Third, in the leader upgrade conversation. The top row of FBGM is where the commercial and the inner work of our engagements merge. We will not accept a Pod engagement where the leadership has no appetite for the top-row work. That is not a moral stance. It is a practical one — the engagement would fail, and the failure would be costly for the business and for the reputation of what we do.

Why this framework, and not another

There are other frameworks we respect. The Doughnut Economics work of Kate Raworth operates in adjacent territory. Spiral Dynamics sits inside the leader-upgrade conversation as one useful map among several. Ken Wilber's integral frameworks have shaped how we think about the vertical axis. None of those frameworks, by themselves, does what FBGM does — which is to translate the civilisational-scale work of conscious business into a grid that a commercial leader can use to make this quarter's decisions.

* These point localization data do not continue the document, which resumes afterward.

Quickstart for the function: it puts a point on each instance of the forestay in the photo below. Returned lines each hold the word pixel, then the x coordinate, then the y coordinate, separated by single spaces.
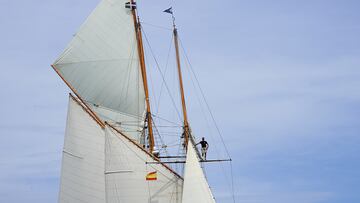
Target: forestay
pixel 82 173
pixel 101 64
pixel 196 189
pixel 126 172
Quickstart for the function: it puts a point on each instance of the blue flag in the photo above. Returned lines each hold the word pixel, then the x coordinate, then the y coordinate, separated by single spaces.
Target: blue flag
pixel 169 10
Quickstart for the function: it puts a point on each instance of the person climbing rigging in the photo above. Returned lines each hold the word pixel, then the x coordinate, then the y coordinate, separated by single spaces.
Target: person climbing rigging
pixel 204 148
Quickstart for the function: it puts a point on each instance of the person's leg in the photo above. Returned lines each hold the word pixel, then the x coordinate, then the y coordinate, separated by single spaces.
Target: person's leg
pixel 203 153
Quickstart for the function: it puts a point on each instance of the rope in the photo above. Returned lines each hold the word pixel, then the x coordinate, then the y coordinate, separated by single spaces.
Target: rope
pixel 215 123
pixel 162 75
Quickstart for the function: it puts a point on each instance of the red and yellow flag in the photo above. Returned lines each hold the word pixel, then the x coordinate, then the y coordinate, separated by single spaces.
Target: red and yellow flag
pixel 151 176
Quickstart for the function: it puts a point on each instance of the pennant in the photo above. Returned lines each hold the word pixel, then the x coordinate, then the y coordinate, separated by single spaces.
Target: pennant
pixel 169 10
pixel 130 5
pixel 151 176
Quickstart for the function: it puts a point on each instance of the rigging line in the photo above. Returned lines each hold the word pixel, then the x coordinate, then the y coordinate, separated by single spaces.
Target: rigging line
pixel 204 98
pixel 232 182
pixel 166 68
pixel 150 78
pixel 157 26
pixel 162 75
pixel 213 119
pixel 161 139
pixel 179 125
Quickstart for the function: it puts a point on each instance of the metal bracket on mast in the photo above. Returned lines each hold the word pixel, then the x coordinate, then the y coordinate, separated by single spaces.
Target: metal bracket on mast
pixel 182 162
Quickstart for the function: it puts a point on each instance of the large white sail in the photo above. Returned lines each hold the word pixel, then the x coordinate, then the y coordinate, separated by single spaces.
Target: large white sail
pixel 101 64
pixel 196 189
pixel 82 172
pixel 126 174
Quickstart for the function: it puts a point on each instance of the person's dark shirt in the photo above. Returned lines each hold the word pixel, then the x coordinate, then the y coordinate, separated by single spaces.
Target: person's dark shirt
pixel 203 143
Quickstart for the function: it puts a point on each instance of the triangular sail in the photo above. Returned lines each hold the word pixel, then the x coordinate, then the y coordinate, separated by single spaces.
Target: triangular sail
pixel 101 64
pixel 126 174
pixel 82 172
pixel 196 189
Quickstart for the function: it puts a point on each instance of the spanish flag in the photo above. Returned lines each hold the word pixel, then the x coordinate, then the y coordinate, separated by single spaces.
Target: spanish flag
pixel 151 176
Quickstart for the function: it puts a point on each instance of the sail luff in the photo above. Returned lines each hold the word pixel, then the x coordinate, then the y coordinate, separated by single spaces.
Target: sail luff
pixel 196 188
pixel 82 172
pixel 101 65
pixel 88 109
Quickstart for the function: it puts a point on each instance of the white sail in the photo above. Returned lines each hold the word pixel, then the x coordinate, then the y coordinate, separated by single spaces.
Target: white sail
pixel 126 173
pixel 101 64
pixel 196 189
pixel 82 172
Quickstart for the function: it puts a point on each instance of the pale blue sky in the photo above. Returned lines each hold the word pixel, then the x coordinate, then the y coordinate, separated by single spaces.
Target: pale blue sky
pixel 282 78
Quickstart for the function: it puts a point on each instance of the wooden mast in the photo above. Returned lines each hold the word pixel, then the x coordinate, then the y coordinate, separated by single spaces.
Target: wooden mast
pixel 143 73
pixel 186 123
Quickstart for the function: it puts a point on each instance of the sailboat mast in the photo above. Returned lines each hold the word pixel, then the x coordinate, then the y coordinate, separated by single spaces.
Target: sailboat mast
pixel 137 26
pixel 186 123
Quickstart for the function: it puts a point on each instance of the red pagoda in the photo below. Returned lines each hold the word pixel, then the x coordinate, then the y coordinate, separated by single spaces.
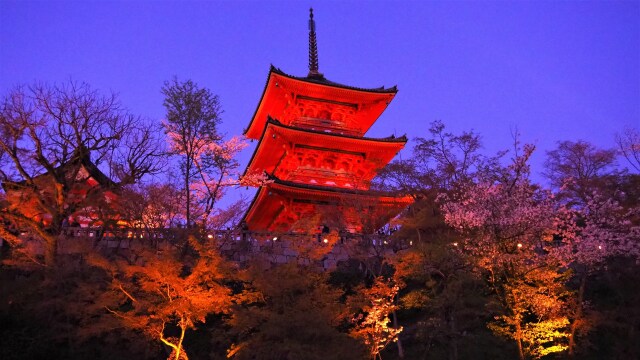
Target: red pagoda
pixel 313 150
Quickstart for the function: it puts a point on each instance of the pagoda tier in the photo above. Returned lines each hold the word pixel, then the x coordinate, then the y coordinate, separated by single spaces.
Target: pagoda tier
pixel 315 103
pixel 283 206
pixel 319 158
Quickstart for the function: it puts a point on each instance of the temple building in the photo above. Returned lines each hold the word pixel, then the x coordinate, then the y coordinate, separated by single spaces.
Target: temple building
pixel 313 149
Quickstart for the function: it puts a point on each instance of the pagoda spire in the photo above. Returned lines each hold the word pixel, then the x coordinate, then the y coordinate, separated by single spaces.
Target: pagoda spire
pixel 313 48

The translation is the point. We are not asking our clients to become something they are not. We are asking them to see the business they already run through a map sharp enough to tell them which squares are currently carrying weight, which are neglected, and which Phase Three is about to make mandatory. The decisions that follow from the map are theirs. The map is ours.

Where FBGM leads

If the Law of Diminishing Effort describes the phase we are in, FBGM describes the architecture of the businesses that will thrive inside it. The Pods are how we help clients actually build those businesses. The 1000 Companies Mission is why we've chosen this particular way of doing it, and who we've chosen to do it with.

Three frameworks, one project. The project is the transition itself — getting as many companies across the Phase Three threshold as we possibly can, inside the window we have.